Carlos Ghosn a été placé en garde à vue à son arrestation à la descente de son jet privé, le 19 novembre dernier. Celle-ci a duré 48 heures, puis a été prolongée de dix jours le 21, puis à nouveau le 30 novembre. Le 10 décembre, Carlos Ghosn a été mis en examen pour avoir omis de déclarer aux autorités boursières près de 40 millions d'euros de revenus entre 2010 et 2015. Parallèlement, une deuxième enquête, portant toujours sur une dissimulation de revenus, mais cette fois entre 2015 et 2018, a justifié l'extension de sa garde à vue. Enfin, le 21 décembre, les procureurs japonais ont ouvert une troisième enquête pour abus de confiance. Le dirigeant est soupçonné d'avoir fait couvrir par Nissan, dont il a été le PDG, des pertes sur des investissements personnels. La période de garde à vue relative à cette enquête se termine vendredi.

Selon son fils, "la seule condition de sa sortie est une confession". "Le paradoxe, c'est que la confession qu'on lui demande de signer est écrite exclusivement en japonais", or "il ne parle pas cette langue". Depuis son incarcération, il peut "dire au procureur qu'il conteste ce qu'on lui reproche, ou au contraire avouer et être libéré", souligne Anthony Ghosn, qui évoque la détermination et le "calme" de son père.
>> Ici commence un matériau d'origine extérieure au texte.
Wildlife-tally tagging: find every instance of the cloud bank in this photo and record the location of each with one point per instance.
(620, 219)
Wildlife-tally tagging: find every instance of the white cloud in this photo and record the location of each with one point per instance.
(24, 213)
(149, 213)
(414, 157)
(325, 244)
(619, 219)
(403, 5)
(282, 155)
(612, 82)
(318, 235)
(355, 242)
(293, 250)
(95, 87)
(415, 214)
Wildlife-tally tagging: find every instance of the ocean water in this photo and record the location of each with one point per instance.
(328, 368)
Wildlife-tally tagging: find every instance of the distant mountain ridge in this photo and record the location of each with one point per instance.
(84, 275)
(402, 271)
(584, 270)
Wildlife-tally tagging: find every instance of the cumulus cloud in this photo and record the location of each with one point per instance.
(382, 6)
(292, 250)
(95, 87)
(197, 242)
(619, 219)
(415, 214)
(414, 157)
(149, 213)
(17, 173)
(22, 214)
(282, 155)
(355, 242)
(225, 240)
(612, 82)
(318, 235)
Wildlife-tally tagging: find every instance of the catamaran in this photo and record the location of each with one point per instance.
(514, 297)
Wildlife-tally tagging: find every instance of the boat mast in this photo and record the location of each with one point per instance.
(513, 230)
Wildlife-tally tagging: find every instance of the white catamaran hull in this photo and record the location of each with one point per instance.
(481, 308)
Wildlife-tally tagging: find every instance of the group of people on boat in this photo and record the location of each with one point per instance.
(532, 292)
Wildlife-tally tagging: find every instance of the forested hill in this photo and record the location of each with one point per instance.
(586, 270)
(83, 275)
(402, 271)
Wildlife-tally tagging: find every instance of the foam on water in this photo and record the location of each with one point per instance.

 Peut-il être libéré dès mardi ?

D'un point de vue légal, la possibilité d'une libération de Carlos Ghosn à l'issue de l'audience de mardi existe. Mais, selon Yasuyuki Takai, il n'y a "aucune chance qu'elle soit décidée". Celui que l'on a surnommé le "Cost killer" se trouve à la fois en garde à vue mais également en détention préventive après sa première inculpation le 11 décembre dernier.

Malgré tout, le patron de Renault pourrait être libéré d'ici peu. Mais plusieurs conditions doivent être remplies. La première est qu'une nouvelle garde à vue ne soit pas enclenchée. La deuxième est que son avocat dépose une demande de libération sous caution et que le tribunal l'accepte. Le procureur devrait sans aucun doute s'y opposer mais c'est le juge qui a le dernier mot. Le 25 décembre dernier, Greg Kelly, administrateur de Nissan arrêté en même temps que Carlos Ghosn, a ainsi été libéré sous caution contre l'avis du procureur.